There’s also a lot of repetition in this book. There’s lots of vibrating of veins, garage doors, skulls, and blood. But there’s more! I’ve also felt like I’ve read the same sentence possibly 3 times in this one book:
Adrenaline begins to leak into my bloodstream, and I silently pray for Isaiah to stride back into the door.
There are too many sentences involving: Bloodsteam, adrenaline, vibrate, electricity, and rush. It’s irksome and annoying to read repetition. I want to pay attention to the story instead of these repetitive sentences, but I can’t. I get that twitchy feeling.
CRAZY READER TURNS INTO EDITOR MODE. ROAR. ROAARRRR. ROAAAAAARRRRRRR!!!
I loved Echo, but I can not get on board with Rachel. I love that she’s a nerd for cars. I love that she’s an introvert. I love that she’s uncomfortable socializing and being the center of attention. What I do not like:
1. That she was late to realize that she too committed to the problems in her home. Her relationship isn’t just her mother’s fault. She never tried to show her mom the real her. She was a little late in speaking up for herself. You can’t sit back and expect things to change. You have to change them if you want them to change. If you want respect, own it. Ask for it. Don’t just sit there. Speak.
2. She jumps to conclusions. An example:
It’s a rare gift and he gave it to her. Our fight must have opened his eyes. The crash must have revealed his true feelings. And his feelings aren’t for me.
*Stares at you. Raises eyebrow. REALLY?*
3. She’s got a catatonic level of self-conscious emotions going on. If she’s not jumping to conclusions, she’s telling people that they think she’s weak. Can we be done with heroines that hate themselves? I get being a little self conscious, but this a Titanic is sinking type of self loathing. Okay, maybe it wasn’t Karina Halle type of heroine self hatred, but it was still pretty epic in proportion. Turn it way way down, McGarry. Example:
“I am not weak.”
His eyes widen. “I never said you were.”
I pull a hand through my hair and tug at the strands, hoping that I’m wrong. But I’m not. “You’re just like my brothers. You see me as fragile and stupid and as someone who can’t make her own decisions.”
*I am so done with this shit*
4. She irrationally trusts someone she barely knows without much reason. Say I’m seventeen years old and I’m drag racing. I’m yearning for the rush and danger. I’m expected to be responsible all the time at home.

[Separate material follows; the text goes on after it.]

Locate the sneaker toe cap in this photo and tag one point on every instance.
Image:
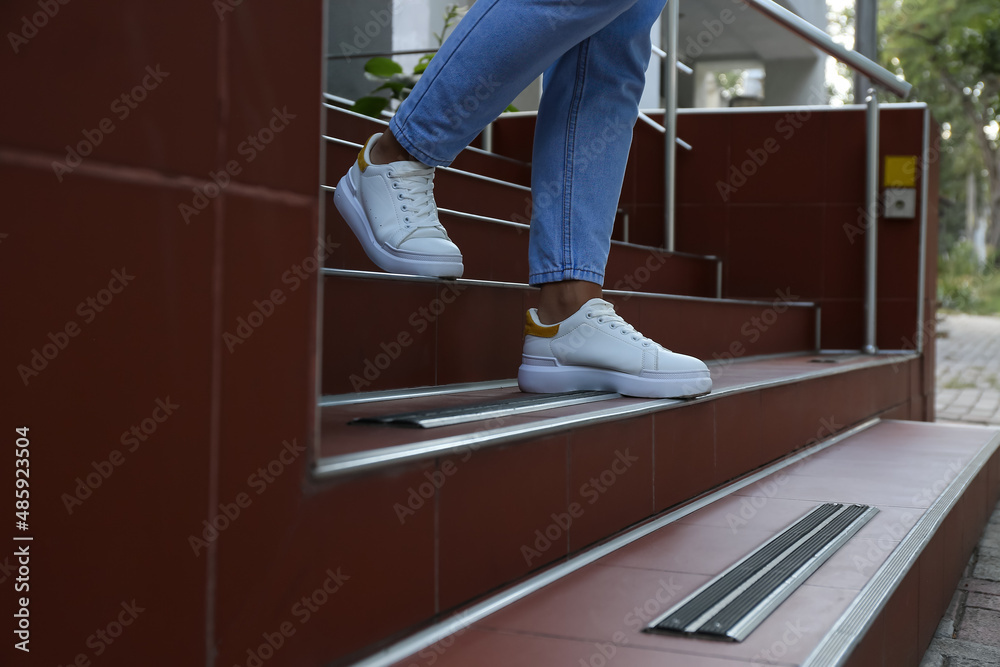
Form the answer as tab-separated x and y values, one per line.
431	246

So I decide to have one night of danger. I don’t know much about what I’m doing. Right? I meet this hot guy with tattoos. I ask him to help me and he does. He helps me hide from the police and I help him hide from the police for illegal racing. Because he helped me and I think that because he didn’t hurt me that I can trust him. I still have the hots for him and trust him. We start to talk about cars. We start to date. What do you think? Am I smart? Have I made a mistake in trusting him even though I’ve barely known him for 3 hours? What if he wasn’t a nice guy?
What if instead of this sweet and sexy guy:
He’s this guy:
His name is Jeffrey Dahmer. He’s a serial killer. And I just fell in love with him.
2 Stars: I enjoyed this book. I love McGarry, but this book was too cheesy for my taste. Maybe the next one will be better.